Since $p$ is the probability that there is at least one point in this hypercube:

$p=1-P(0)$

$=1-(1-(2e-e^2)^D)^N$

Subjecting $e$ and we get:

$e=1-\sqrt{1-(1-(1-p)^{\frac{1}{N}})^\frac{1}{D}}$.

My Problem

However, this doesn't seem to be correct. As the dimensions go higher, it gets more and more inaccurate. Let's take a data set of $N = 100 000$ and a test set of 10 000 and $p=0.99$. I should be generating around 100 empty hypercubes (1% of 10 000 test points should have no points in the data set within a hypercube of side $2e$ centred at the test point).

For $D=2$, I get $e=0.003399$. This generates 113 empty hypercubes.

For $D=5$, I get $e=0.070334$. This generates 209 empty hypercubes.

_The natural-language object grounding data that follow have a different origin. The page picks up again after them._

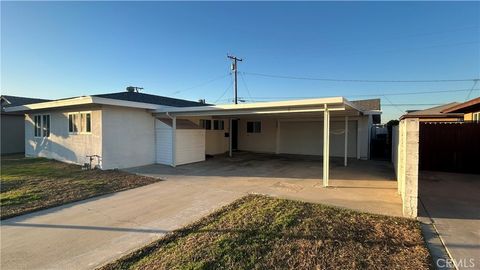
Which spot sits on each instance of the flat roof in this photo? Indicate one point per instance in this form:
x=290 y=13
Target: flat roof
x=286 y=106
x=271 y=107
x=468 y=106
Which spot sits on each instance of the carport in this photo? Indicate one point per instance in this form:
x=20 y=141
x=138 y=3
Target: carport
x=284 y=127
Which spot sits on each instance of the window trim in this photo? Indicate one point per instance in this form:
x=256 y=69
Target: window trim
x=205 y=126
x=477 y=116
x=78 y=119
x=219 y=126
x=41 y=128
x=253 y=127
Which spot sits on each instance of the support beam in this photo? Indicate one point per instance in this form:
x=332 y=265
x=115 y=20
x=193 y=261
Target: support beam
x=345 y=160
x=230 y=135
x=174 y=141
x=277 y=141
x=326 y=146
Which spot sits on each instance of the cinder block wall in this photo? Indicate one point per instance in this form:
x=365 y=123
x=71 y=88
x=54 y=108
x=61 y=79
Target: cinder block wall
x=405 y=141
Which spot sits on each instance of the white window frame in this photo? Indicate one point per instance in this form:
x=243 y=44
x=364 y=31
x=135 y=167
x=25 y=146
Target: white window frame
x=203 y=124
x=220 y=124
x=81 y=128
x=253 y=131
x=41 y=133
x=476 y=117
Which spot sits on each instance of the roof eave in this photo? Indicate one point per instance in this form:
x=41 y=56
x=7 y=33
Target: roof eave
x=84 y=100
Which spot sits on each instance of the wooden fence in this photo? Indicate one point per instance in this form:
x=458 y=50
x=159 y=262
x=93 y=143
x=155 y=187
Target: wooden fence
x=451 y=147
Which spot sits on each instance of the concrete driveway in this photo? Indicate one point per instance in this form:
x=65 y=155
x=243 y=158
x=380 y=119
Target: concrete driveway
x=452 y=201
x=91 y=233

For $D=10$, I get $e=0.205269$. This generates 644 empty hypercubes.

What I think is wrong

As pointed out below by David K, maybe the events are not independent because the each test point $Q$ is fixed when testing against all N points in the data set. Therefore, binomial probability would not apply to this analysis since we assumed 2 independently random points Z and Q but in this case, each test point Q would be fixed for multiple Z.

Intuitively, I think I need to also analyse the distribution of the probability that Z lies in the hypercube of Q for a fixed Q or to analyse something about the "cut-off" areas for when Q is closer to the corners/edges.

Any insights are appreciated.

1

There are 1 best solutions below

0
On

I think the error in the calculated probability is that the cases where $Q$ is in a corner do not "average out" over a large number of test points.

Let $d(A,B)$ be the $L_\infty$ distance between points $A$ and $B$, so that $d(A,B)<e$ means $A$ is in the hypercube of side $2e$ centered at $B$. Then for a large number of test points $Z,$ $Z',$ $Z'', \ldots,$ you are dealing with the events $d(Z,Q)<e,$ $d(Z',Q)<e,$ $d(Z'',Q)<e,$ and so forth. The probability of each of these events is $(2e-e^2)^D,$ as you found, but the events are not independent. So the rest of your calculations are based on a false assumption.